Inferred Resources are considered too speculative geologically to
have economic considerations applied to them that would enable them
to be categorized as Mineral Reserves, and there is no certainty
that the results of the updated PEA will be realized. Mineral
Resources are not Mineral Reserves and do not have demonstrated
economic viability.
Projected gold production averages 281,000
ounces per year over the first five years and 273,000 ounces per
year over the first eight years. The LOM production totals 3,210
koz and averages 255,000 ounces per year. Production will come from
open pit mining in the first two years before transitioning to a
combined open pit and underground operations afterwards.
Figure 1: Annual Gold
Production
Mine Design and Production Schedule
The updated PEA considers open-pit mining from
Monique, Courvan, Pascalis gold trends. Underground mining is used
to extract material outside of the Monique, Courvan and Pascalis
open pits. Underground mining areas are accessed from surface
portals and are mined concurrently with the open pits. The
underground mining methods considered in this study are longhole
retreat for the Monique gold trend and mechanized drift and fill
for the Courvan and Pascalis gold trends.
Lerchs-Grossman (LG) pit shell optimizations are
used to define the ultimate economic pit limit for each gold trend.
Ultimate pit limits are then split into smaller, detailed mining
phases which incorporate geotechnical feedback for berm width,
bench face angles and overall angles and also include highwall
ramps which are appropriately sized for the selected mining
equipment. Haulage profiles are built for each destination from
each phase, allowing the mining schedule program to include fleet
size optimization, along with grade profile and mining rate
optimizations.
Underground mining limits consider the expected
processing and mining costs, with mining costs dependent upon the
selected mining method. These costs are applied to the block model
inside a stope optimizer program to develop mining stope areas. The
stope areas are examined and small, isolated areas that would incur
high development costs are removed. The remaining stopes are
applied with appropriate mining loss and dilution factors. Stopes
are scheduled with consideration of throughput capacities on the
access ramps, ordered sequencing of stopes, timing of underground
production relative to open pit production, and overall personnel
requirements.
The scheduled mill feed Resources by type are as
follows: 5% Measured, 72% Indicated and 23% Inferred.

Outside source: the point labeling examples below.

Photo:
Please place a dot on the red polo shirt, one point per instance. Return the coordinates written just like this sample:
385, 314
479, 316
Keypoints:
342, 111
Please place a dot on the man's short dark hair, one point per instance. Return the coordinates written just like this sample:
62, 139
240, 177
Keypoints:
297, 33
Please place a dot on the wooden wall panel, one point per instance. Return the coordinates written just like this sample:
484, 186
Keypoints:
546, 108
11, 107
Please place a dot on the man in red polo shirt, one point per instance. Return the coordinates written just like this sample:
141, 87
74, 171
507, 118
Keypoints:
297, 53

The owner-operated mining fleet will utilize
conventional truck and shovel methods with 16 cubic metre loaders
and 135-tonne haul trucks on 12m benches. Non-mineralized material
will be placed as near as possible to the pit rims to reduce
haulage costs. Mineralized material will be directed to stockpiles
or to the mill. Underground material is direct fed to the mill. The
average mill feed head grade during the first five years is 1.67
g/t Au and is 1.30 g/t Au over the LOM.
The mining schedule considers one year of
pre-production, followed by approximately 12.6 years of mill feed.
The mill feed throughput is planned at 15,500 tonnes per day (tpd)

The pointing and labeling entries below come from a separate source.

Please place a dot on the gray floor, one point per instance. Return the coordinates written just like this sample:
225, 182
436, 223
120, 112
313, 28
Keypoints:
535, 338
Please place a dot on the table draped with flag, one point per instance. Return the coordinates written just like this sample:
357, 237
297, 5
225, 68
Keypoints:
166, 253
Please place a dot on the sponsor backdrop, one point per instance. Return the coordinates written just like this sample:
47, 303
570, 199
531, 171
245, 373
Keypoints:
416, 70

for the first 5 years and then 19,200 tpd for the following 7.6
years. The mill feed is comprised of 67.9 million tonnes of
open-pit material and 12.4 million tonnes of underground material.
The open-pit strip ratio is 7.43 tonnes waste/tonnes mill feed.

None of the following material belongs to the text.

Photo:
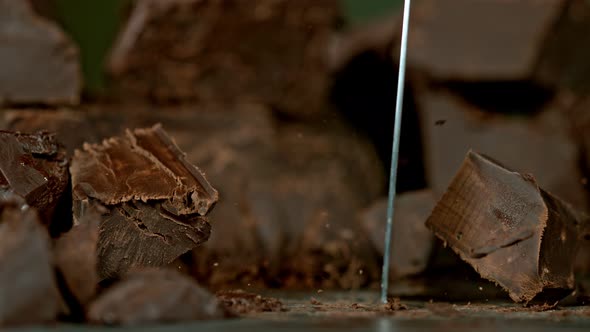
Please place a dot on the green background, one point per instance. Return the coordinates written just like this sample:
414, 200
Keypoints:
94, 24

Over the mine life, total gold production is forecasted to be
2,106koz from open-pit operations and 1,104koz from underground
operations.
Metallurgy and Mineral Processing
The process plant will employ gravity
concentration, standard leaching with carbon-in-leach (CIL)
technology for gold recovery. The process plant includes single
stage crushing followed by semi-autogenous (SAG) and ball milling,
classification, gravity concentration, leach and CIL, and cyanide
detoxification before tailings filtration. The filtered tailings
will be stored in the filtered tailing storage facility (FTSF) for
the first three years. After the New Beliveau/North open pit is
depleted in year 3, the tailings will bypass the filtration plant
and will be then deposited as a slurry to backfill this open pit.
The process plant will treat 5.66 Mt of mineralized material per
year at an average throughput of 15,500 tpd until the expansion in
year 6.
The process plant will be expanded in year 6 of
production to increase the plant capacity to treat 7.00 Mt of
material per year at an average throughput of 19,200 tpd. This will
be done by adding secondary crushing, pre-leach thickening and
increasing the primary grind size from 70 to 83 microns.
The mill design availability is 8,059 hours per
year or 92%. The crushing design availability is 5,694 hours per
year or 65%. The tailings filtration design availability is 7,183
hours per year or 84%. The process plant has been designed to
realize an average recovery of 95.7% of the gold over the life of
the Novador Project based on metallurgical test work completed at
Base Metallurgical Laboratories Ltd. in Kamloops, British Columbia
in 2022. Of this, 50% of the gold will be extracted by gravity and
a further 45.7% by the leach/CIP process.
Figure 2: Novador Process
Layout
Site Location and Infrastructure
The Novador Project is located approximately 25
kilometres east of the city of Val-d’Or in the province of Québec.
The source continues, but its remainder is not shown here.